As it is well known, the tradition of the Great Houses predates even the Battle of Red Mountain, but it was in that era that the Houses were not as they are now. They were not governing bodies who held power over the legislature of Morrowind (Resdayn in those times), but rather they were families (by blood or by spirit). It is true that the Houses of the modern era still bear resemblance to this in the distinction between those they have contracted into their service and those who have been formally welcomed into the House as a member of the family, but back then, there were none contracted into service. One was either entirely a member of the House or they were entirely not a member of the House; there was no transitional period of being a sworn contractor to the House.

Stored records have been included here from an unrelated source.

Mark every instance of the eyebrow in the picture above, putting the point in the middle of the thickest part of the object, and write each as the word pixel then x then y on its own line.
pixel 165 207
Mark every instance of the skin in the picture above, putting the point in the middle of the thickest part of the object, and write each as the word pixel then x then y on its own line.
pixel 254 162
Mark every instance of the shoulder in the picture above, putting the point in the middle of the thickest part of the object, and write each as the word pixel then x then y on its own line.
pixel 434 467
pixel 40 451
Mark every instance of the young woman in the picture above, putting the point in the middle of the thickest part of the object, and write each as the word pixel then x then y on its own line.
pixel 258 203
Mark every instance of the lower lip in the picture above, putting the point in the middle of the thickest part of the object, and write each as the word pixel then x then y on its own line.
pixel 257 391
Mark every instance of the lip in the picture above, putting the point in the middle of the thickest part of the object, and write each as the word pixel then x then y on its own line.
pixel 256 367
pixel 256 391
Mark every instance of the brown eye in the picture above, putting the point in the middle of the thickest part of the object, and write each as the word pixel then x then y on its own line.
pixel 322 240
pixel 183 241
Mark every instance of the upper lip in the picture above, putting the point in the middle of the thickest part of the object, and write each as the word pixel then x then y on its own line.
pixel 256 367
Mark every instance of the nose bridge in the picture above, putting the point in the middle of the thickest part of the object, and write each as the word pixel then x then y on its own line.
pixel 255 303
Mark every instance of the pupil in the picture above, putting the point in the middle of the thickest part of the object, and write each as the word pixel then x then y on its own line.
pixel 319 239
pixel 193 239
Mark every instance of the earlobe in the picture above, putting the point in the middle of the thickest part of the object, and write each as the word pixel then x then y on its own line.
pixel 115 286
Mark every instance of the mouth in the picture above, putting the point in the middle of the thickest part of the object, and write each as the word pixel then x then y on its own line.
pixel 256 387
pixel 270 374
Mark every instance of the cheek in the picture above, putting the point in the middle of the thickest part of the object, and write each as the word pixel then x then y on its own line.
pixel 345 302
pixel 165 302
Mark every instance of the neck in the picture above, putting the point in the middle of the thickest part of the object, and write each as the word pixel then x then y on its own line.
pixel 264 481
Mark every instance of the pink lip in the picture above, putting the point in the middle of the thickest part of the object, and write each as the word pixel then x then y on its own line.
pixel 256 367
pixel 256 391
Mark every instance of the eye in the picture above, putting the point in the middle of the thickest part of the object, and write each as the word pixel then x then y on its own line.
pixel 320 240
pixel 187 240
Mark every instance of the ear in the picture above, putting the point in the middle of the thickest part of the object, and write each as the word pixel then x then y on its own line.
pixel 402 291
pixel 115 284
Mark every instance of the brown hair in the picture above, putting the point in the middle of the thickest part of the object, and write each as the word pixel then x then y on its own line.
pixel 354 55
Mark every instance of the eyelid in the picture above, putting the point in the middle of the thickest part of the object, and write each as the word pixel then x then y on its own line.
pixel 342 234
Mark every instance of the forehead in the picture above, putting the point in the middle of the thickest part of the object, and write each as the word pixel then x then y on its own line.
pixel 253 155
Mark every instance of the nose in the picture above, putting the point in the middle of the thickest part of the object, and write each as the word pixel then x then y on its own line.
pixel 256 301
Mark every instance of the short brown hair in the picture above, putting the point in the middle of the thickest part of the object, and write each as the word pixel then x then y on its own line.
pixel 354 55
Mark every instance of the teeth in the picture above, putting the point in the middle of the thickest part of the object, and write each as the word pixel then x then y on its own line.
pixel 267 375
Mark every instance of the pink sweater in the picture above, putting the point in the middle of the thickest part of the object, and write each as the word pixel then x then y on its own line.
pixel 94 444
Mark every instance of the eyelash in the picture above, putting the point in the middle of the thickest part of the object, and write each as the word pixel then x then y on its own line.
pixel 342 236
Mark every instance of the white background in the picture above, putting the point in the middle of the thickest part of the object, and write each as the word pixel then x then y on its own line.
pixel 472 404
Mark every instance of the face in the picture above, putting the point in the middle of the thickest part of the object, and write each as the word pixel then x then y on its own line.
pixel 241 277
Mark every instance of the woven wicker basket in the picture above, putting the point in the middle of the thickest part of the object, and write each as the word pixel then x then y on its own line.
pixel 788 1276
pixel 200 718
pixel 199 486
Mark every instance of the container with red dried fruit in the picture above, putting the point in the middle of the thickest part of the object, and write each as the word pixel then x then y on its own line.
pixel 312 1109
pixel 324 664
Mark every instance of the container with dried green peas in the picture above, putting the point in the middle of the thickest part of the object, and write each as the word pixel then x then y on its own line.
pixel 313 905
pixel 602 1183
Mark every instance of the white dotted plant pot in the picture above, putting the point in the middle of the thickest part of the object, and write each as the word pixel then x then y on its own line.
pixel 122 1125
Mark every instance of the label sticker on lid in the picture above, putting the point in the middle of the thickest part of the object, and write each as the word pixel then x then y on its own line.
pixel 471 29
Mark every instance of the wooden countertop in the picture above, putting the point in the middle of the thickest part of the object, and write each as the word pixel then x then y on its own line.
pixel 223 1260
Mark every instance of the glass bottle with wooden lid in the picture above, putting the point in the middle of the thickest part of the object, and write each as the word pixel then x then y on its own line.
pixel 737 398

What distinguished the Sixth House from the others of that era was not the dogmas of the Priest Caste as does now, but something different entirely. Whereas the other Houses were melding pots of different personalities and ideologies that eventually simmered into what we see today, House Dagoth was never a melding pot. The nucleus of House Dagoth was always Voryn Dagoth himself, or as the Temple as dubbed him, Dagoth Ur. He was the heart and soul of the House and others gravitated to him, because he was a visionary. He spoke of a grandiose vision of Resdayn and of what it could be and how it would be those of the Sixth House who would usher Resdayn into an age of prosperity that would last a thousand years and those who heard him were inspired.

There are some surviving letters between Voryn Dagoth and Indoril Nerevar from the time prior to the Dwemer and the Chimer uniting to push the Nords back from their lands and these letters reveal some unsettling truths about the relationship between the two. Indoril was barely at the cusp of maturity when he united the Houses and for several years prior to that, he had maintained a healthy friendship with the much older Voryn Dagoth who had amassed quite a following from the disenfranchised Chimer dealing with the constant aggressions of the Northmen. While Nerevar was never a member of the Sixth House, this was not due to his lack of desire, but rather due to Voryn’s refusal to welcome him into the House. This caused a rift between them, because Nerevar considered Voryn to be his brother and yet he was pushed away when he requested to join the House of the one he considered his brother.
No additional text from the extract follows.